One way to get your logs back into OCI is to use the out of the box Custom Log Monitoring agent. The other way is to install Fluentd manually, and that is what we are going to do so we can keep control of the output my way and get it onto Object Storage for further analysis.

First is to follow the instructions located here and install fluentd, then activate and enable the service with systemctl. Second step is to navigate to /etc/systemd/system/td-agent.service and edit the file, just change fluentd user to root user like so below, the service now run as root. (which is not great for security but let’s leave that aside for a moment.)
[Service]
User=root
Group=root
and restart the systemctl to reload the configuration with systemctl daemon-reload
Third, navigate to the configuration file and enter this configuration, we are monitoring the httpd access log in our case, check the <source> paragraph below; We are sending the logs to OCI object storage, the @type s3 works perfectly in this situation as OCI offers s3 compatible APIs.
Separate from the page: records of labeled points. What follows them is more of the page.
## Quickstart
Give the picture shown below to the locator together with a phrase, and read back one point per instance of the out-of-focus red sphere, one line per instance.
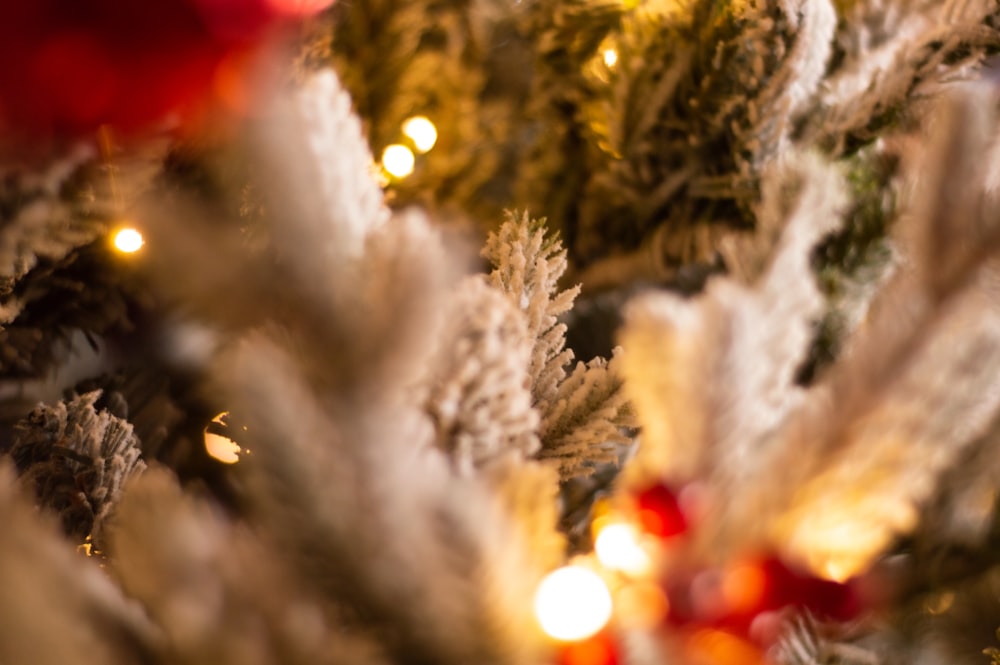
(69, 66)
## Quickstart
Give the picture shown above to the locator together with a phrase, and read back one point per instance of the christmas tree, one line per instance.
(500, 331)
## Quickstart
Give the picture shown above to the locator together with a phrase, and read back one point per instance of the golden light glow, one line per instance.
(940, 603)
(617, 547)
(572, 603)
(398, 160)
(743, 585)
(642, 604)
(128, 240)
(422, 132)
(220, 447)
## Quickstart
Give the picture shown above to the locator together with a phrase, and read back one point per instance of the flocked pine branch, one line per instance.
(75, 460)
(60, 593)
(341, 448)
(583, 416)
(480, 392)
(892, 397)
(713, 376)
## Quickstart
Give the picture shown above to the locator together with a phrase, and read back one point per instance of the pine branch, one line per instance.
(480, 398)
(76, 460)
(583, 416)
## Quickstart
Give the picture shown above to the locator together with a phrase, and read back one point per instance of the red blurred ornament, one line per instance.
(659, 512)
(748, 593)
(70, 66)
(598, 649)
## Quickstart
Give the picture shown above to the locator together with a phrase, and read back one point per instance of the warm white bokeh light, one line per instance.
(220, 447)
(398, 160)
(617, 547)
(572, 603)
(421, 131)
(128, 240)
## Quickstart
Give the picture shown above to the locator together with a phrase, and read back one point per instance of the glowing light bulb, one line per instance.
(572, 603)
(421, 131)
(128, 240)
(398, 160)
(617, 547)
(220, 447)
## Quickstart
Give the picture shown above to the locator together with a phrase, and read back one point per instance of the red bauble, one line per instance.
(659, 512)
(70, 66)
(739, 595)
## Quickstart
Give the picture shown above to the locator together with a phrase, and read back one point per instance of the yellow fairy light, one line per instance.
(220, 447)
(128, 240)
(398, 160)
(572, 603)
(421, 131)
(617, 547)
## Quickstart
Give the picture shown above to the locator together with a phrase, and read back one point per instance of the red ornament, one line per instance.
(659, 512)
(745, 598)
(70, 66)
(598, 649)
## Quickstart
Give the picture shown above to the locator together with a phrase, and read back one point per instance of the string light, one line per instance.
(617, 547)
(220, 447)
(128, 240)
(398, 160)
(421, 131)
(572, 603)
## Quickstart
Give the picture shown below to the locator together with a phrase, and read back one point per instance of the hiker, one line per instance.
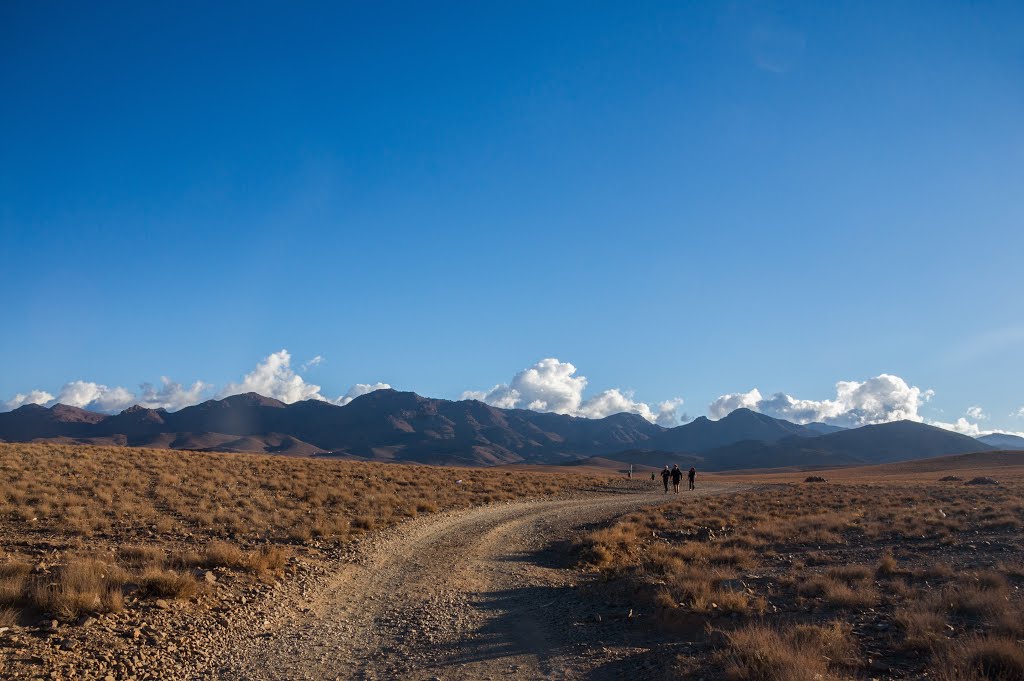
(677, 476)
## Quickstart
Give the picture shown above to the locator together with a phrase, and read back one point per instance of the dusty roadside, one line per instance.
(472, 594)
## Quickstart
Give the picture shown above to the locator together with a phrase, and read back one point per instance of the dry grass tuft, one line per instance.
(801, 653)
(982, 658)
(83, 585)
(151, 517)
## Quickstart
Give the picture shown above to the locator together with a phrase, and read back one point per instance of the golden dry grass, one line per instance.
(930, 571)
(140, 522)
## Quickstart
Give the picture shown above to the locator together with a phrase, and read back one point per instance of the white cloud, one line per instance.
(273, 378)
(31, 397)
(962, 426)
(966, 427)
(359, 389)
(318, 359)
(86, 394)
(728, 403)
(880, 399)
(171, 395)
(551, 385)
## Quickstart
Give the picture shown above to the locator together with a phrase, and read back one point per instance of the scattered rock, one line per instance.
(705, 535)
(717, 639)
(206, 576)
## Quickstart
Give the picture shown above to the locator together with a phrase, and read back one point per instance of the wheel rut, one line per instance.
(475, 594)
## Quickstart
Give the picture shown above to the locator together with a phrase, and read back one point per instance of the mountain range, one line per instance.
(388, 425)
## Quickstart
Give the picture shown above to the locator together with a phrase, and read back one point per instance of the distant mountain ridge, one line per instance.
(388, 425)
(1004, 440)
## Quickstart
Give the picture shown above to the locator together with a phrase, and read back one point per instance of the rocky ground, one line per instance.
(471, 594)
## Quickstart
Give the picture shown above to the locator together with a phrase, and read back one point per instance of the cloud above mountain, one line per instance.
(880, 399)
(272, 377)
(552, 385)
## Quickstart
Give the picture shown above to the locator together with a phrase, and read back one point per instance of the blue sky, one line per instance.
(682, 200)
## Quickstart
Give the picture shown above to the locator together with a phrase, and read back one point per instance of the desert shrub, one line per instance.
(160, 583)
(759, 652)
(82, 585)
(981, 658)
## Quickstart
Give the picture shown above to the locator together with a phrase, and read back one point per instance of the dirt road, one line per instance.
(475, 594)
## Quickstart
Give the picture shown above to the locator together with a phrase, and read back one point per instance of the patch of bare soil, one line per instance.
(478, 594)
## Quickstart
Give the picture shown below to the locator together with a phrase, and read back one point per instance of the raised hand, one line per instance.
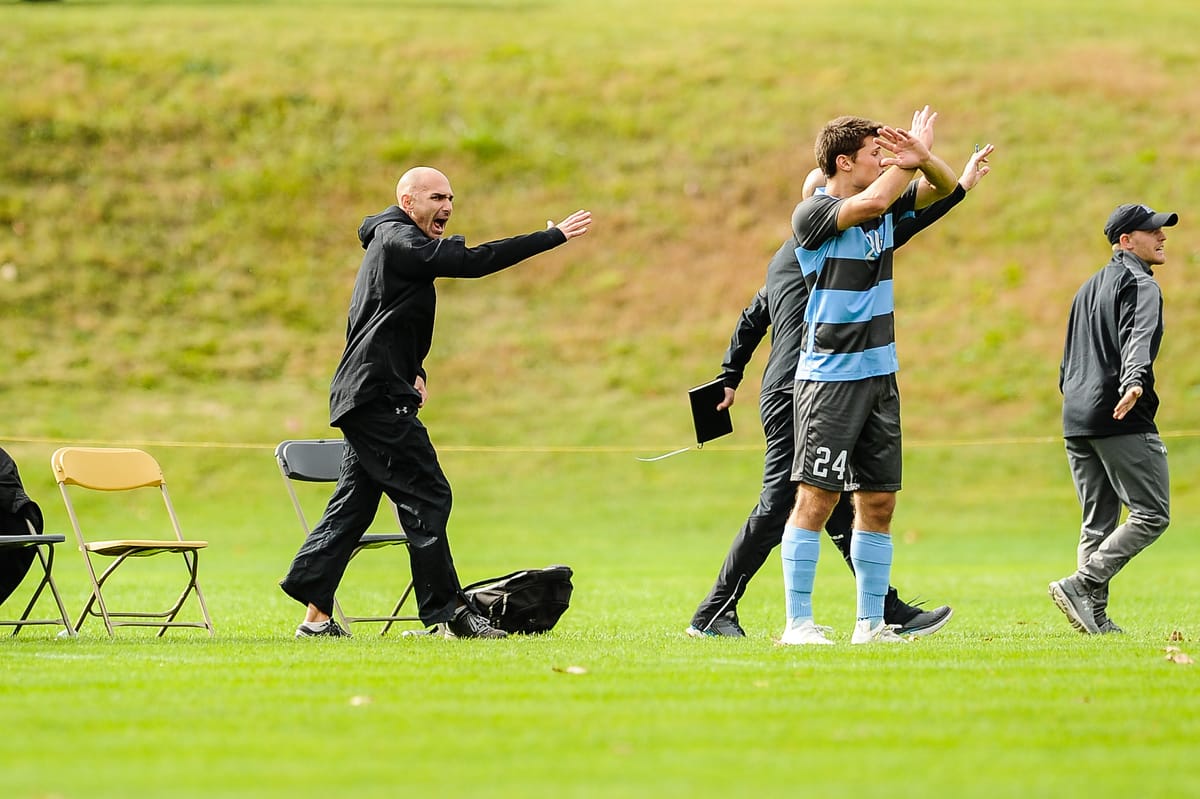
(923, 126)
(977, 167)
(910, 152)
(576, 224)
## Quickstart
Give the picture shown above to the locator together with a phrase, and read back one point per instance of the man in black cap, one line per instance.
(1107, 379)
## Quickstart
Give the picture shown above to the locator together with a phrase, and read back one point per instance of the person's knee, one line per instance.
(874, 510)
(1153, 521)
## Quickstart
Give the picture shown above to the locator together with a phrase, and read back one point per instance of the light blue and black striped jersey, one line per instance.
(849, 325)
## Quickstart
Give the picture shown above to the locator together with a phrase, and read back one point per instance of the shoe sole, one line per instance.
(928, 630)
(1068, 610)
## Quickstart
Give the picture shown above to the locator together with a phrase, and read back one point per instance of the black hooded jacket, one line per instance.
(390, 325)
(16, 508)
(1113, 338)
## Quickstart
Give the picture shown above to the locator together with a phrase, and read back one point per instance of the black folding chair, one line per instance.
(22, 542)
(321, 461)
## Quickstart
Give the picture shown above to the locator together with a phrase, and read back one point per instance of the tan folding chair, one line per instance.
(125, 469)
(319, 460)
(43, 547)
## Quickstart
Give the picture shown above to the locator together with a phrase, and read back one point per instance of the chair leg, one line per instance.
(395, 611)
(47, 559)
(97, 598)
(192, 562)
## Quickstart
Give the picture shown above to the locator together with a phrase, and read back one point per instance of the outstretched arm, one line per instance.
(748, 334)
(937, 176)
(976, 169)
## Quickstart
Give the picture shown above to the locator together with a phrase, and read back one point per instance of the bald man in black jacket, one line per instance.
(376, 394)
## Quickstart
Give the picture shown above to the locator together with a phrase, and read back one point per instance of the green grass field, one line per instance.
(179, 190)
(1007, 701)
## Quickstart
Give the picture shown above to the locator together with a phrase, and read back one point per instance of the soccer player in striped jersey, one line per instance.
(846, 400)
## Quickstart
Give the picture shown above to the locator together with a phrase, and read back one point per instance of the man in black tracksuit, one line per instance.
(1107, 379)
(780, 306)
(375, 396)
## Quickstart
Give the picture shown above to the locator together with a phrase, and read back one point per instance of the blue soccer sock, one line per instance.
(871, 556)
(799, 552)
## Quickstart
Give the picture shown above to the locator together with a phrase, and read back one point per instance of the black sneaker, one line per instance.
(927, 623)
(467, 624)
(1075, 605)
(911, 619)
(330, 630)
(723, 626)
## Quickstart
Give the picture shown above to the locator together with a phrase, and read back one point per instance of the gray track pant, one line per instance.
(1111, 472)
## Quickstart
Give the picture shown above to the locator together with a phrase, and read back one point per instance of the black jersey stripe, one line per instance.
(851, 275)
(855, 336)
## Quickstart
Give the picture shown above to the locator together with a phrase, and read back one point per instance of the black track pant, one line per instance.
(763, 529)
(388, 451)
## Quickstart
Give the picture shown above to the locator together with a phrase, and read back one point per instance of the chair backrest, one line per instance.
(106, 469)
(315, 460)
(109, 469)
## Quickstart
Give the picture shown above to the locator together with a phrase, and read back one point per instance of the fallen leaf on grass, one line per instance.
(1177, 655)
(570, 670)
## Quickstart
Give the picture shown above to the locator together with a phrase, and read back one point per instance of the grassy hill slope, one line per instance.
(180, 185)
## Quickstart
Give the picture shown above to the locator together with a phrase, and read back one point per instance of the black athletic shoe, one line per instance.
(1075, 605)
(927, 623)
(467, 624)
(911, 619)
(331, 630)
(723, 626)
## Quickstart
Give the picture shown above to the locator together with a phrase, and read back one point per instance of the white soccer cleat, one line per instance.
(882, 634)
(807, 632)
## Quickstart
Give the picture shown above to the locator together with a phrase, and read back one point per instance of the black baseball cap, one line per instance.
(1128, 218)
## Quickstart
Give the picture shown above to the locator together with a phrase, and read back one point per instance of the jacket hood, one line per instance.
(393, 214)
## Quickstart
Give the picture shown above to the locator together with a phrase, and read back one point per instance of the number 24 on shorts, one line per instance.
(826, 462)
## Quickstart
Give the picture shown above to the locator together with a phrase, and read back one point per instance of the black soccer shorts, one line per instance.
(847, 434)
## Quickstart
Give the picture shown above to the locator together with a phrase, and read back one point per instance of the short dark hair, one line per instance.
(841, 136)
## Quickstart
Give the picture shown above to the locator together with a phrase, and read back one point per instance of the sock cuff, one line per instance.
(870, 547)
(801, 545)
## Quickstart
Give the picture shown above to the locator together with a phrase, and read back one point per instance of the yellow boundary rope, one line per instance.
(550, 449)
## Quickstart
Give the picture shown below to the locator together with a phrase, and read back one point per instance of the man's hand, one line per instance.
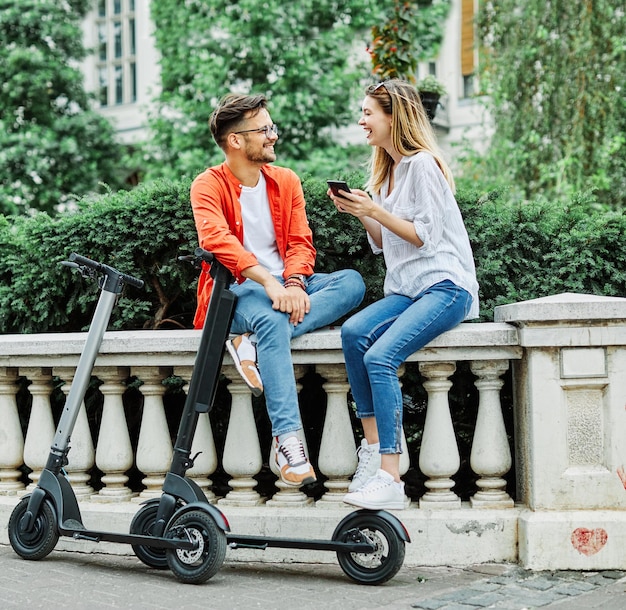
(292, 300)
The <buffer> configuration allows you to change multiple output parameters and in my config the agent outputs .json files onto my ‘compute_log_bucket’ bucket storage. Change aws_key_id and aws_sec_key with the corresponding entries from OCI, instructions are here.
<source>
@type tail
format apache2
path /var/log/httpd/access_log
pos_file /var/log/fluent/httpd.access_log.pos
tag s3.apache.access
</source>
<match s3.*.*>
@type s3
aws_key_id key
aws_sec_key secret
s3_bucket compute_log_bucket
s3_region uk-london-1
s3_endpoint https://namespace.compat.objectstorage.uk-london-1.oci.customer-oci.com
path logs5/
store_as json
<format>
@type json
</format>
<buffer>
@type file
path /var/log/fluent/s3
timekey 1h
timekey_wait 5m
chunk_limit_size 128m
timekey_use_utc true
</buffer>
time_slice_format %Y%m%d%H%M
</match>
Lastly enable auth principal with a dynamic group and the corresponding policy so your source VMs can write onto an Object storage bucket. That’s what the result would look like:

And that’s great, because now you’ve got tons of log data dumped into cheap storage. The idea then is to have this raw data available to perform any type of analysis and unlock the power of a Lakehouse platform. In this case I will use the Oracle AIDP (AI Data platform), which is an all in one big data and AI toolbox.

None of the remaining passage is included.